Where property in goods has passed to the buyer; or where the sale price is payable ‘on a day certain’,
although the property in goods has not passed; and the buyer wrongfully neglects or refuses to pay the
price according to the terms of the contract, the seller is entitled to sue the buyer for price, irrespective
of the delivery of goods. Where the goods have not been delivered, the seller would file a suit for price
normally when the goods have been manufactured to some special order and thus are unsalable
otherwise.

2. Suit for damages for non-acceptance (Sec. 56)

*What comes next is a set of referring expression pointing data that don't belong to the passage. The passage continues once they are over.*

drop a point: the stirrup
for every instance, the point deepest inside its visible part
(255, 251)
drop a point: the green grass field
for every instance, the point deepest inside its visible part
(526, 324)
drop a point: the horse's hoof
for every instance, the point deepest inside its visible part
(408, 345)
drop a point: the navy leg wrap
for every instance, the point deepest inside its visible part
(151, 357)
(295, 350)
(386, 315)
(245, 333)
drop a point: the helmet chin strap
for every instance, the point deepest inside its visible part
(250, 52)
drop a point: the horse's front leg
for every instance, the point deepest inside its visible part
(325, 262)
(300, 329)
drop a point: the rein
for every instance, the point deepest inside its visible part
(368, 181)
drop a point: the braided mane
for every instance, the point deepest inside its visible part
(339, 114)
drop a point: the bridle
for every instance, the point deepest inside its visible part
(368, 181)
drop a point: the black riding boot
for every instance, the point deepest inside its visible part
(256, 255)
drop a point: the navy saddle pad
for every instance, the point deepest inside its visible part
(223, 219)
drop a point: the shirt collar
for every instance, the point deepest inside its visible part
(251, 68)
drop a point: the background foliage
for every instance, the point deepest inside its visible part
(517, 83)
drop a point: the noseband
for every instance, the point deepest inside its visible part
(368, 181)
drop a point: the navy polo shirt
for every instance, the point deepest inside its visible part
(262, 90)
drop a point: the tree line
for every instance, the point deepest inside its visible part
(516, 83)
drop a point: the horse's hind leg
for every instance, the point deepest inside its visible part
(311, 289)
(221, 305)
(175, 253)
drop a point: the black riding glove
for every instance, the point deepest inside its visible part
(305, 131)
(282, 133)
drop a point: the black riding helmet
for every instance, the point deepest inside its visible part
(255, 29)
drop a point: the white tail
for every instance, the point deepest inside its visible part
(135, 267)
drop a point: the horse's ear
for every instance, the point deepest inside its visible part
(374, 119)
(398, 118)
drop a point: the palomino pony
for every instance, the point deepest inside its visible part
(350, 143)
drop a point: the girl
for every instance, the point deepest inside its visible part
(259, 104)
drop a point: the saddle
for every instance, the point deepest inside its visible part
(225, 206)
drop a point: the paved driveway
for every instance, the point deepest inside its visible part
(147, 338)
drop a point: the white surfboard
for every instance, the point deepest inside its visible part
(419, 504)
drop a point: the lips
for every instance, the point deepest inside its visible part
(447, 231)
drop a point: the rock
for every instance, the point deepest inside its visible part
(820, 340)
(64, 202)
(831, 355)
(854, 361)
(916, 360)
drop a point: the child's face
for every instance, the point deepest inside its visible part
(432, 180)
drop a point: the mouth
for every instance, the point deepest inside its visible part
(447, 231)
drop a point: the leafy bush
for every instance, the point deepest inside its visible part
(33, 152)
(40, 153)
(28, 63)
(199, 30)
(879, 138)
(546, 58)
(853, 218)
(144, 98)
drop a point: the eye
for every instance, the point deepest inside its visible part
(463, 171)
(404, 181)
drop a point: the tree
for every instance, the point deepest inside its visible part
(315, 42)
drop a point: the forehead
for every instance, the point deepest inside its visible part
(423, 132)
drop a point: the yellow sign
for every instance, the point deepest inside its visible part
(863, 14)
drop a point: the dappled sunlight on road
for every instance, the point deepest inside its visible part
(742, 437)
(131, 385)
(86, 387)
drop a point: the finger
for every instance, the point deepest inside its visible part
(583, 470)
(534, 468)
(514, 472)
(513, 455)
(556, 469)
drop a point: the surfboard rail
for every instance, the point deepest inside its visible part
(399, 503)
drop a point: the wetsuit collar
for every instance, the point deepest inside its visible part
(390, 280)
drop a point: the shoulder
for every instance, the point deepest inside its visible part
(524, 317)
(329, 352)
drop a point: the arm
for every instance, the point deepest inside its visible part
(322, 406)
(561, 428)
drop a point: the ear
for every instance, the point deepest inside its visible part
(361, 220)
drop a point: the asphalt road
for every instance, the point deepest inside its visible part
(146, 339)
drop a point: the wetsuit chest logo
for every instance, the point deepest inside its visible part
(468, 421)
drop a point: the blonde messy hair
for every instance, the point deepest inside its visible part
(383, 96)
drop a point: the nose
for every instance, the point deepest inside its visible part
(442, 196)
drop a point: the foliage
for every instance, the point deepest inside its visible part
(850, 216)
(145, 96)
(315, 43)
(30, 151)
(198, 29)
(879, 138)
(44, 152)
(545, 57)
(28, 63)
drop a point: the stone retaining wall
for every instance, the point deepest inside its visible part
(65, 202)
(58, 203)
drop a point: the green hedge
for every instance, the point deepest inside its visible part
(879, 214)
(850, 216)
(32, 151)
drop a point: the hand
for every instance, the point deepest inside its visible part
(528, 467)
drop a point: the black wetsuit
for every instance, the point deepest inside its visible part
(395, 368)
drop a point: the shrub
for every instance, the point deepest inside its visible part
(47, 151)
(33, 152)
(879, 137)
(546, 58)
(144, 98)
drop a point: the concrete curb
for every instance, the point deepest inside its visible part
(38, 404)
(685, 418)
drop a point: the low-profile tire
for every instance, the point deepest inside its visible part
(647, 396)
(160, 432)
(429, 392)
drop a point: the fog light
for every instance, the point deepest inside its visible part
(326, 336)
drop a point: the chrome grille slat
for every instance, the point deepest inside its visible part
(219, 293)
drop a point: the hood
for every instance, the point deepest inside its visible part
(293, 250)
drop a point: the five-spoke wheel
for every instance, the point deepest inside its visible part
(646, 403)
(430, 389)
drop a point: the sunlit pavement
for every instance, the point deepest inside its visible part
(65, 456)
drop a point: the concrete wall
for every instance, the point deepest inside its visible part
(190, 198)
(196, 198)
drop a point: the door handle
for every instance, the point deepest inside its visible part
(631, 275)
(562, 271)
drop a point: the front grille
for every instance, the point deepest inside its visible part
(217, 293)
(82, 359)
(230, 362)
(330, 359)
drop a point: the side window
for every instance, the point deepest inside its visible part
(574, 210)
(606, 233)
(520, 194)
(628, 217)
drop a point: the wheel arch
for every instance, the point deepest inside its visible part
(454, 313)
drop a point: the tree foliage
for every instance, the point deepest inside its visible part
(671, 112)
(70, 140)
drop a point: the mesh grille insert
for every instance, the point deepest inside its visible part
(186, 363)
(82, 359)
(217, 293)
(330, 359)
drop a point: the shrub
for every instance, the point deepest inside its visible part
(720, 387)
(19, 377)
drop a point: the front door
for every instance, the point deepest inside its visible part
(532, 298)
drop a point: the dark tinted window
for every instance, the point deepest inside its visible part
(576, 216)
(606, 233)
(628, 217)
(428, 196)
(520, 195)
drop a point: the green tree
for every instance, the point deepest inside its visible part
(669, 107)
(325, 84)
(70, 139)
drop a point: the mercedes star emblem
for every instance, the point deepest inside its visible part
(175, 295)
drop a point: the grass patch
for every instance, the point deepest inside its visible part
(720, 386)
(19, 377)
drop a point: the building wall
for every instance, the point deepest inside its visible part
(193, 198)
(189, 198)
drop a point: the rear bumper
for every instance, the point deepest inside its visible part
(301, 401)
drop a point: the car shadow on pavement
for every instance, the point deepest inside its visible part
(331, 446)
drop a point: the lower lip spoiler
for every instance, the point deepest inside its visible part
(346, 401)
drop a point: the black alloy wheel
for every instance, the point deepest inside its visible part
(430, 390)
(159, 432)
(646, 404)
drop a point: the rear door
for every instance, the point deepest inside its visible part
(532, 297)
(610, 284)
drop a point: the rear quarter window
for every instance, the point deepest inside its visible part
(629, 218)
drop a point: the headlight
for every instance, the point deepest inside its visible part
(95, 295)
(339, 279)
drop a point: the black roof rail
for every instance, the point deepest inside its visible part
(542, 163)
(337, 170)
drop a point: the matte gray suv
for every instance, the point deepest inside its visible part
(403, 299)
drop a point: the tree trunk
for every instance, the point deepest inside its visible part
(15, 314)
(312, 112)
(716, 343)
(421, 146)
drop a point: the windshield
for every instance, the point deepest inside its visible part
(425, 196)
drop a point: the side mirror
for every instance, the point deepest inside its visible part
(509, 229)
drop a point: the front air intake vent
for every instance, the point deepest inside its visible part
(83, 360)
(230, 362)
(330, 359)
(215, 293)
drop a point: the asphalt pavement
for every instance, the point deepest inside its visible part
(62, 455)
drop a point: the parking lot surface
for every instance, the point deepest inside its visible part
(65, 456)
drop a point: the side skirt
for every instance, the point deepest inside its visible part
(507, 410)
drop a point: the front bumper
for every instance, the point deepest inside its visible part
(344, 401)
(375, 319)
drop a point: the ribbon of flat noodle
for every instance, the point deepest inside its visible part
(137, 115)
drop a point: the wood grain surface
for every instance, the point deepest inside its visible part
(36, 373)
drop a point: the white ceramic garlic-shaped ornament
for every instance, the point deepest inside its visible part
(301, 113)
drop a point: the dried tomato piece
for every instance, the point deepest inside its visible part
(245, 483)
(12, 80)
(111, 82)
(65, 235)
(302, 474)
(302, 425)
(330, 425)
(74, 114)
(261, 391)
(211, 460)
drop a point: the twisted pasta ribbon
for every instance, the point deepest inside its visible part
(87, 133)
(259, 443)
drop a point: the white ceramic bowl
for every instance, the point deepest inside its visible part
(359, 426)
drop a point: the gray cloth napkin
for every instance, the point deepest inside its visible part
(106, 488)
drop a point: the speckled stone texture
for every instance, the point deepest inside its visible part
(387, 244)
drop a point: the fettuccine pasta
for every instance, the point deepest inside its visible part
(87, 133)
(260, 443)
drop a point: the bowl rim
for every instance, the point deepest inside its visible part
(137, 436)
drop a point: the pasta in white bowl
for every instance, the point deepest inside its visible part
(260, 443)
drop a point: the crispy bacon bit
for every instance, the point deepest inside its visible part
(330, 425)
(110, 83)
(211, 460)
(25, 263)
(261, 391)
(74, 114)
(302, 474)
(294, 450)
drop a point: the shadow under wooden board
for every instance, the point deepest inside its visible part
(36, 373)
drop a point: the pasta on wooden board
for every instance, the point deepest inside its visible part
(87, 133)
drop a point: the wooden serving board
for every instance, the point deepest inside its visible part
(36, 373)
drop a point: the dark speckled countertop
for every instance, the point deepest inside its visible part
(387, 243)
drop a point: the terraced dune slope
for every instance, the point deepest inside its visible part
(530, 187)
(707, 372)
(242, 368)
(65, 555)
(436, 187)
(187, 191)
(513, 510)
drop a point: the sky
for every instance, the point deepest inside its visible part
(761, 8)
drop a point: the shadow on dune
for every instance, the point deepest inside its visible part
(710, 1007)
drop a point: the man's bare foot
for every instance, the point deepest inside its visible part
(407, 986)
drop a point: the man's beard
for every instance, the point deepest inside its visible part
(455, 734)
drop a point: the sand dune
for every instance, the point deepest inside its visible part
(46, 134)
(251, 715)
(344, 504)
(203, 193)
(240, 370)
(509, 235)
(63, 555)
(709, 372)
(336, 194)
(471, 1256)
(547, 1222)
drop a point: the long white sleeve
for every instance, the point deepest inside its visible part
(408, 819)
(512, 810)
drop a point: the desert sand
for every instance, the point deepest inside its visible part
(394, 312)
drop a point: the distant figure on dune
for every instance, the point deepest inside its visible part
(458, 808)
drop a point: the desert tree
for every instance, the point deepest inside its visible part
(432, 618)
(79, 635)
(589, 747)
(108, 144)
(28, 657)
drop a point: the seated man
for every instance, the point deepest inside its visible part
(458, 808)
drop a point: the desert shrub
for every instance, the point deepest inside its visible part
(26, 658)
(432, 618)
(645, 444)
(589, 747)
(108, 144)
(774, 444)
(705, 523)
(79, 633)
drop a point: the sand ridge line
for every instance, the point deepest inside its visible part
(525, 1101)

Where the buyer wrongfully neglects or refuses to accept and pay for the goods, the seller may sue
him for damages for non-acceptance. The seller’s remedy in this case is a suit for damages rather than
an action for the full price of the goods.
Buyer's Remedies Against Seller For Breach of Contract
A buyer also has certain remedies against the seller who commits a breach. These are:

1. Suit for Damages for Non-Delivery


When the seller wrongfully neglects or refuses to deliver the goods to the buyer, the buyer may sue
the seller for damages for non-delivery. This is in addition to the buyer's right to recover the price, if
already paid, in case of non-delivery.

2. Suit for price


Where the buyer has paid the price and the goods are not delivered to him, he can recover the amount
paid.

3. Suit for specific performance


When the goods are specific or ascertained, a buyer may sue the seller for specific performance of the
contract and compel him to deliver the same goods. The court orders for specific performance only
when the goods are specific or ascertained and an order for damages would not be an adequate
remedy.

Specific performance is generally allowed where the goods are of special significance or value e.g. a
rare paining, a unique piece of jewellery, etc.

4. Suit for Breach of Warranty


Where there is a breach of warranty by the seller, or where the buyer elects or is compelled to treat the
breach of condition as breach of warranty, the buyer cannot reject the goods. The buyer may,

(a) set up the breach of warranty in extinction or diminution of the price payable by him, or

(b) sue the seller for damages for breach of warranty.

5. Suit for Damages for Repudiation of contract before Due date (Anticipatory
Breach)
Where the seller repudiates the contract before the date of delivery, the buyer may adopt any of the
following two courses of action. --

A. He may treat the contract as rescinded and sue the seller for damages. This is also known
as 'damages for anticipatory breach'. The damages will be assessed according to the prices
prevailing on the date of breach.

B. He may treat the contract as subsisting and wait till the date of delivery. The contract
remains open at the risk and for the benefit of both the parties. If the seller subsequently
chooses to perform there shall be no damages otherwise he shall be liable to damages assessed
according to the prices on the day stipulated for delivery.
6. Suit for Interest [Section 61(2)]
In case of breach of the contract on the part of seller, the buyer may sue the seller for interest from the
date on which the payment was made.

The buyer may recover such interest or special damages, as may be recoverable by law. He may also
recover the money paid where the consideration for the payment of it has failed.

In the absence of a contract to the contrary, the court may award interest, to the buyer, in a suit by him
for the refund of the price in a case of a breach on the part of the seller, at such rate as it thinks fit on
the amount of the price from the date on which the payment was made.